Entre todas las historias de gemelos, hay una que habla directamente al corazón de este trabajo: la de los Héroes Gemelos Mayas (Popol Vuh), Hunahpú e Ixbalanqué. Ellos no buscaban simplemente estar juntos; bajaron a los infiernos a sanar una deuda ancestral y, tras vencer a los señores de la muerte, ascendieron para convertirse en el Sol y la Luna.
Esta transformación es la metáfora más pura de lo que una Dormida Florida puede catalizar. No se
trata de que dos mitades se fundan en una masa indiferenciada. Se trata de que,
tras el descenso a la propia Xibalbá (el conflicto, la sombra), las dos partes
—tal vez una solar y ardiente, la otra lunar y reflexiva— encuentren su lugar
esencial en el cosmos personal.
Una se convierte en el Sol que da luz, dirección y fuerza vital. La otra,
en la Luna que refleja, cuida los sueños y marca los ciclos.

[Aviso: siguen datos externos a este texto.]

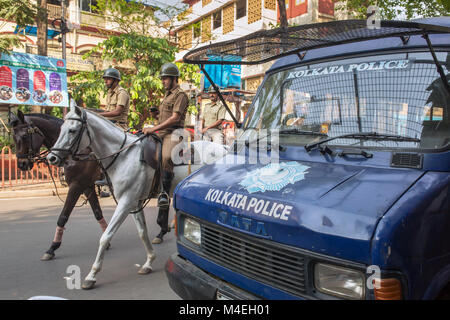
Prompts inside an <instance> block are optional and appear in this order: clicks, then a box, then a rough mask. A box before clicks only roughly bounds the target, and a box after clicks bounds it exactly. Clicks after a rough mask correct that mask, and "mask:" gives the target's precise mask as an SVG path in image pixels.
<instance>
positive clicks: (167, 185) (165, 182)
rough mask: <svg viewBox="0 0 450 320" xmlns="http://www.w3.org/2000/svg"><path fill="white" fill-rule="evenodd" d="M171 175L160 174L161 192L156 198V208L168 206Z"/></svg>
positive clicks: (169, 192)
mask: <svg viewBox="0 0 450 320" xmlns="http://www.w3.org/2000/svg"><path fill="white" fill-rule="evenodd" d="M172 180H173V173H172V172H168V171H163V172H162V185H163V190H162V192H161V193H160V194H159V196H158V207H160V208H164V207H169V205H170V196H169V194H170V187H171V186H172Z"/></svg>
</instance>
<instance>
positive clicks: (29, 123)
mask: <svg viewBox="0 0 450 320" xmlns="http://www.w3.org/2000/svg"><path fill="white" fill-rule="evenodd" d="M27 125H28V128H27V134H28V141H29V144H28V153H27V154H25V155H19V154H18V155H16V157H17V158H18V159H27V160H29V161H30V162H31V163H45V164H46V165H47V168H48V172H49V174H50V177H51V178H52V182H53V185H54V187H55V190H56V195H57V196H58V198H59V200H60V201H61V202H63V203H64V202H65V201H64V200H63V199H62V198H61V196H60V195H59V192H58V187H57V186H56V182H55V179H54V178H53V173H52V170H51V169H50V165H49V163H48V161H47V158H46V156H47V155H48V154H49V153H50V151H49V150H44V151H42V152H40V153H39V154H36V152H35V151H34V150H33V134H39V135H40V136H41V137H42V138H44V142H45V139H46V137H45V135H44V134H43V133H42V131H41V129H39V128H38V127H37V126H35V125H34V124H33V122H31V123H27ZM46 147H47V149H49V147H48V146H46ZM92 192H95V189H94V190H93V191H91V193H90V194H89V195H88V196H87V197H86V199H85V200H84V202H83V203H82V204H81V205H79V206H76V207H82V206H84V205H85V204H86V203H87V202H88V200H89V199H90V198H91V196H92Z"/></svg>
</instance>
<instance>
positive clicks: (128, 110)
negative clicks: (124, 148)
mask: <svg viewBox="0 0 450 320" xmlns="http://www.w3.org/2000/svg"><path fill="white" fill-rule="evenodd" d="M103 80H104V81H105V85H106V87H107V88H108V94H107V95H106V111H104V112H102V113H101V115H102V116H104V117H105V118H107V119H109V120H111V121H112V122H114V123H115V124H116V125H117V126H119V127H121V128H122V129H124V130H127V129H128V112H129V110H130V95H129V94H128V92H127V91H126V90H125V89H124V88H122V87H121V86H120V85H119V82H120V80H121V77H120V72H119V70H117V69H115V68H108V69H106V70H105V72H104V73H103Z"/></svg>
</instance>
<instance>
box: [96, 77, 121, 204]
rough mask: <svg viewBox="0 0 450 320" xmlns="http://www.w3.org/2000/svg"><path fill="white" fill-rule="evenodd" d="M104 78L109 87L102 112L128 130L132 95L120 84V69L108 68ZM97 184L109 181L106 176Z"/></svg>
mask: <svg viewBox="0 0 450 320" xmlns="http://www.w3.org/2000/svg"><path fill="white" fill-rule="evenodd" d="M103 80H104V81H105V85H106V87H107V88H108V93H107V95H106V110H105V111H102V112H101V113H100V114H101V115H102V116H103V117H105V118H106V119H108V120H111V121H112V122H113V123H115V124H116V125H117V126H118V127H120V128H122V129H123V130H128V112H129V110H130V96H129V94H128V92H127V91H126V90H125V89H124V88H122V87H121V86H119V81H120V80H121V77H120V72H119V70H117V69H115V68H108V69H106V70H105V72H104V73H103ZM95 184H96V185H99V186H106V185H108V182H107V181H106V177H104V175H103V177H102V179H101V180H98V181H95ZM100 196H101V197H108V196H109V193H107V192H104V191H102V192H101V193H100Z"/></svg>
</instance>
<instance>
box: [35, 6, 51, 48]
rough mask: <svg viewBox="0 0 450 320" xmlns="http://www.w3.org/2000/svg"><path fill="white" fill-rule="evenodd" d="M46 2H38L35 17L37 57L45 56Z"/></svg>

Separadas en el
cielo, son un sistema único e indispensable. Sin una, la otra carece de sentido
y el mundo se apaga.
Al abrazar una Dormida Florida, se
abraza esta posibilidad cósmica: que las partes en conflicto o separadas de uno
mismo no tienen que anularse, sino encontrar su órbita sagrada y
complementaria, para que, juntas, iluminen la totalidad de la existencia."